Digital wallets on iOS already exist and here’s how they compete today
I see more people than I’d expect suggesting that enabling digital wallets for payments on the iPhone is massively dangerous and would lead to widespread fraud and I’ve even seen suggestions that these wallets would charge users a service fee to run all transactions.
I’m not here to tell you that every single player in payments is an angel, but as I wrote a few weeks back, I think there is a fundamental misunderstanding of how competition works in payments.
And as I like to say, we don’t need to speculate on what other popular wallets might do because we already know them, and by the numbers, most Americans use them already. A report from last year showed the top 5 digital wallets in the United States to be:
- PayPal (used by 71% of US adults)
- Cash App (44%)
- Venmo (39%)
- Google Pay (36%)
- Apple Pay (31%)
What this looks like to me is rich competition where there are multiple good options for consumers, and while you personally may choose to not use some of these yourself, I think it would be disingenuous to argue that these non-Apple options are evil or are out to scam users. User experience is king when it comes to many products in the payments space, and that’s where companies compete today.

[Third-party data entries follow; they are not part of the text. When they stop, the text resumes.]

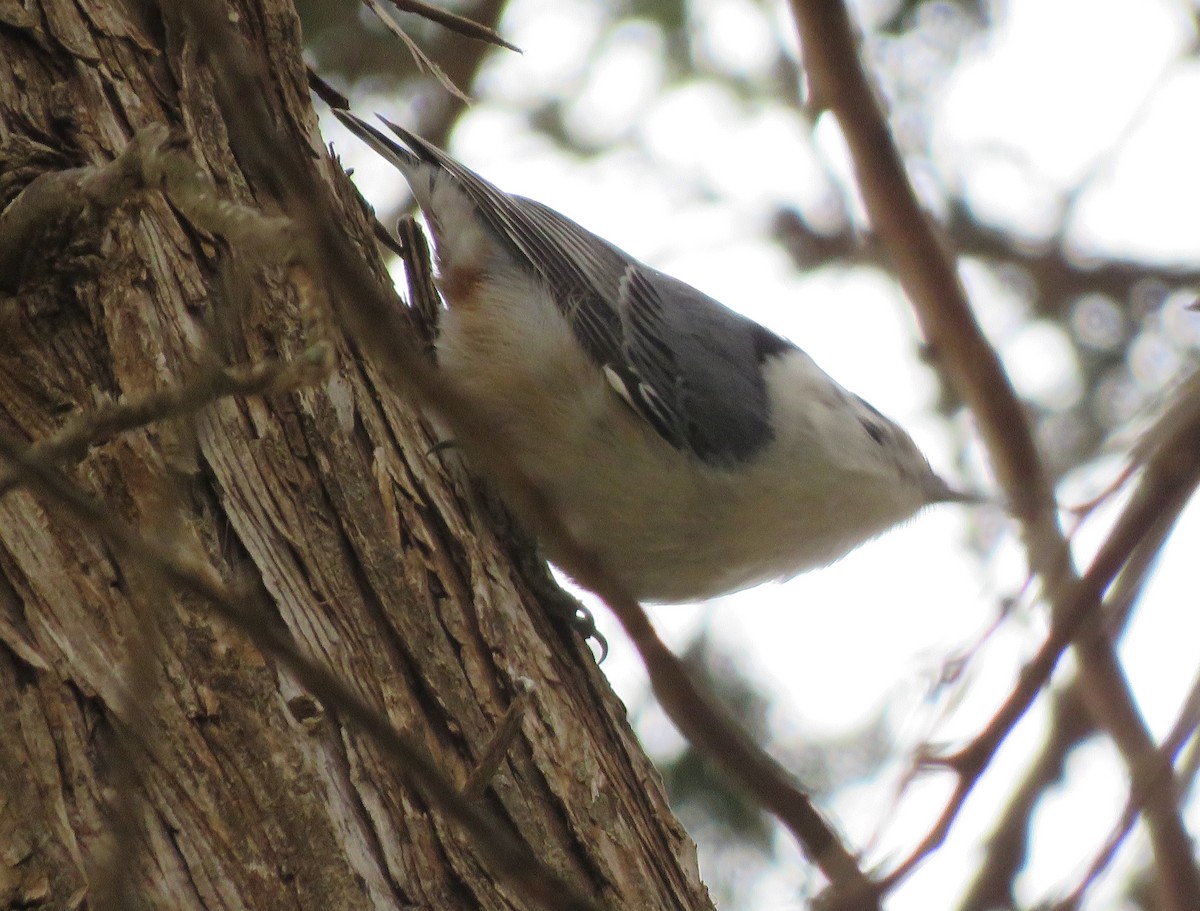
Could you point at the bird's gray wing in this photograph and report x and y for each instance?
(687, 364)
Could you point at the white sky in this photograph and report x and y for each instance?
(1042, 102)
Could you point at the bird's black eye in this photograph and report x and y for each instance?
(874, 430)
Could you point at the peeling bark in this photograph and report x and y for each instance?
(241, 790)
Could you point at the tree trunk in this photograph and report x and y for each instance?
(142, 739)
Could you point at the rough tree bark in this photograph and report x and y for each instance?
(139, 736)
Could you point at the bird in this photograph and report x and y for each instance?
(688, 449)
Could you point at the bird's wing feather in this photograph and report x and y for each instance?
(689, 366)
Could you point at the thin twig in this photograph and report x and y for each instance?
(469, 28)
(381, 330)
(927, 273)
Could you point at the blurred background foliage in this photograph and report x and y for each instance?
(1105, 316)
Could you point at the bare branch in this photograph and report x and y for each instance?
(454, 22)
(927, 273)
(510, 857)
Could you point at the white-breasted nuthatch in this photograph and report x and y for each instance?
(689, 449)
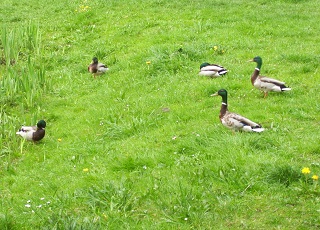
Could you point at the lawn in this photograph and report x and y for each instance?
(142, 146)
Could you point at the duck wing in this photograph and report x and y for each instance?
(238, 122)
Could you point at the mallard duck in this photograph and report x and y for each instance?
(212, 70)
(33, 133)
(97, 68)
(235, 121)
(266, 84)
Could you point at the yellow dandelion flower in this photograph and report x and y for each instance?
(305, 170)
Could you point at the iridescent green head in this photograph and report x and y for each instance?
(258, 60)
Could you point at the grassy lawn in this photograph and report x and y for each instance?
(142, 146)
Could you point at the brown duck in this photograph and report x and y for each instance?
(235, 121)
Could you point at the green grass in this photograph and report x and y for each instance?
(142, 147)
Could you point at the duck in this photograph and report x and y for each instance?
(97, 68)
(234, 121)
(212, 70)
(33, 133)
(263, 83)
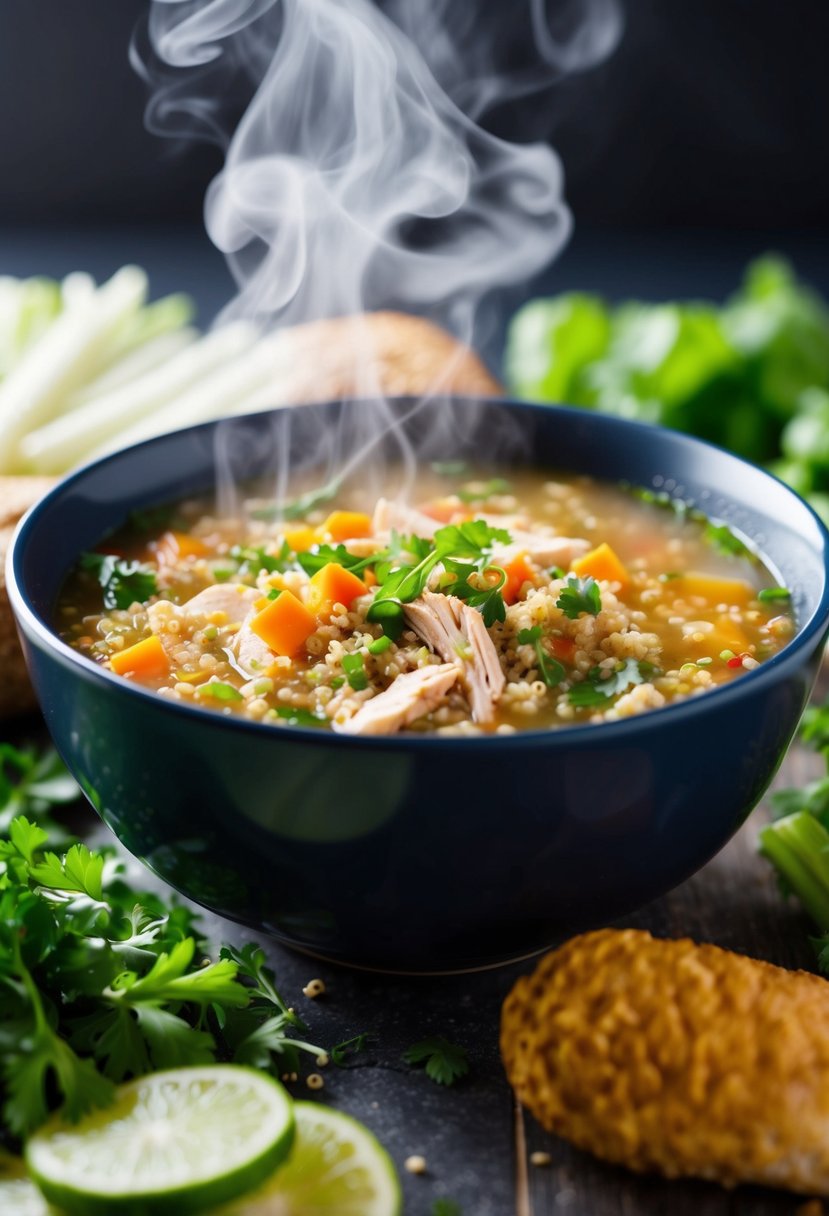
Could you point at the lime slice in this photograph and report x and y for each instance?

Here’s a few other interesting tidbits from the report:
2023 worldwide digital wallet transaction volume was $3.1 trillion for e-commerce and $10.8 trillion for card-present (aka tap-to-pay at a physical location). Of note, that second part is where Apple currently blocks third party wallets from playing.
This quote stuck out to me as well:
Today, retail payments need to be fast, secure and easy for starters. But that alone is no longer sufficient. Consumers are increasingly creatures of choice when it comes to how they pay, and so retailers need to work harder to satisfy this increasing demand.
Again, while I see skeptics on social media talk about how insecure and intentionally bad financial companies want to make their software, internally those things are table stakes and competition happens in delivering more to customers so that they choose to use the best product (which we all hope is ours).
So yeah, we can debate whether apps besides Apple Wallet should be able to work for card present transactions, but let’s not pretend that the main Wallet competitors are skeezy criminals who want to give you a shitty user experience and share your plain text card info on GitHub or whatever. These wallets already exist, they already consider security table stakes, and they compete on user experience, just like we’d all want. If Apple Wallet is great, then it should hold up well to competition, and we can already see how it does in e-commerce where it actually has to compete today.